In the event of any termination of this Agreement, Trinity will own the Sculpture . . . and will have the right to complete, exhibit and sell the Sculpture if it so chooses. . . . Tobin understands that Trinity has not promised the public exhibition of the Sculpture, and that Trinity may loan the Sculpture to third parties as Trinity deems appropriate.

When Tobin was notified of the decision by the church, now under the leadership of a different rector, to move Trinity Root out of state, he objected, claiming that the artwork was “site-specific,” that moving it to a location unrelated to the events of 9/11 diminishes the sculpture and thereby the sculptor himself. The district court judge pointed, however, to the contract signed by the artist in which “the Agreement provides that it ‘constitutes the entire agreement between the parties . . . and may only be amended or modified by a written instrument executed by the duly authorized representatives of the parties.’”

On Tobin’s VARA claim that moving the artwork distorted it, Judge Lorna G. Schofield ruled that Trinity Root was not treated with any degree of “gross negligence” and affirmed what other courts around the country have held: that the federal law “does not apply to site-specific art at all.”
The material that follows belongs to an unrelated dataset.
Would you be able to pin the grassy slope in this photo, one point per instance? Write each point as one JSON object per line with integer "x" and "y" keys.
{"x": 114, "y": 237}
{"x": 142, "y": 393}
Indeed, this wasn’t the first time that the courts informed an artist that what he believed the law protected was not actually in the language of the law. David Phillips, a Boston sculptor, brought a lawsuit under the Visual Artists Rights Act against the private owner of a city park in Boston for wanting to rearrange the placement of twenty-seven sculptures he had been commissioned to create for that park in order to accommodate an improved public walkway and increase the number of plants. The artist claimed that his sculptures were “site-specific,” forbidding any change in the park. Two appellate rulings, in 2004 and 2006, ruled against the sculptor.

Though we may be sympathetic to these artists’ creative desires, we must ask if they are indeed fighting the good fight by arguing for what the law should say instead of what it does. In 1987, the sculptor Richard Serra launched a lawsuit against the federal government’s General Services Administration for removing his Tilted Arc, a public artwork that same agency had commissioned several years before for New York City’s Federal Building Plaza. Throughout the art world and beyond, people took sides, some arguing along with the artist that the federal government had violated both Serra’s first amendment rights and his artistic “moral rights,” while others condemned the sculpture as ugly and unresponsive to the people who worked at the site. In the end, Serra lost his case, not because the federal district court judge didn’t like Tilted Arc but because the contract the artist had signed permitted the federal agency to move the piece. Much has been made of the state of public art in the United States as a result of the Tilted Arc controversy, but the most important lesson for artists to draw from the outcome is that when you sign a contract, you’re bound by it.